I have seen this show in different incantations through the years and never ever tire of the magic and the snow that pours off that stage. I know this doesn't make much sense and may be hard to grasp, but the simplicity defies understanding that it can create such innocence of wonder in each member of the audience (and in me again and again and again). It is like nothing you've seen. It's unexpected moments in unexpected moments. With a parade of clowns, we will go sailing, dancing, and find ourselves part of the soundtrack to the evening.

Slava says that "The two main forces of the circus are surprise and admiration." He says, "I love life. I love people." All that encapsulates Slava's SnowShow. He, the world-renowned clown and avant-garde performer, has come back to us bringing his gift just in time for the holidays. You will walk out feeling good, hopeful, glad that there are beings on this planet of ours like Slava who create such captivating enchantment.

Creativity and harmony are his constant companions and he shares them with everyone he can. His home, Le Moulin Jaune outside of Paris, he opens several times a year to guests to have them join in the fun of Slava and his Academy of Fools. But you need not go to France to enjoy his fantastical world; it is right here on Broadway at the Stephen Sondheim Theatre.

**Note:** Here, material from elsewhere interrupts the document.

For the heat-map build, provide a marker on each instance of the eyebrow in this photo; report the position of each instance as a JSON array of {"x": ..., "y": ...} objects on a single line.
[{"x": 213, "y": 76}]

With 12 performers switching roles, you don't know which performer you will see in which role the night you attend, but whomever, trust they will be splendid. And FYI If you are in the orchestra you will be part of the interaction that is Slava. It is gentle, and silly having adults and children all laughing, giggling. It is community like no other. But if that is not your thing sit up in the mezzanine and enjoy the party below. Both places are good to be. And know in the end even the mezzanine gets to play. And in the end, stand up if you dare. Go and find out what I mean.

(Photo by Vladimir Mishukov​)

"A note to the clown-averse, who are legion, and to those who shudder at the thought of an interactive experience like Slava's Snowshow, which opened on Thursday night at the Stephen Sondheim Theater: I did not expect to like it, let alone love it, as I did. Eons ago, when I saw Slava's Snowshow Off Broadway at the Union Square Theater, I bristled all the way through. I even hated the famous blizzard at the end. Now I don't know what I could have been thinking. By the finish of Wednesday night's preview performance, I was as relaxed as if I'd just had a massage — though a massage doesn't, generally speaking, blast paper-confetti snow down your top that you'll have to scoop out later. (Wardrobe tip: A turtleneck might be a good choice.)."
Laura Collins-Hughes for New York Times

"A preshow advisory would do well to insist that patrons must love clowns. How else to enjoy 100 minutes of vaguely amusing pantomime on a set that toes a fine line between crafty and cheap? Being under the age of 12 may help; the production might also pair well with milder psychedelics. But if you can embrace the logic of nonsense and surrender your personal boundaries to the spirit of the season, you may find this blizzard a blast."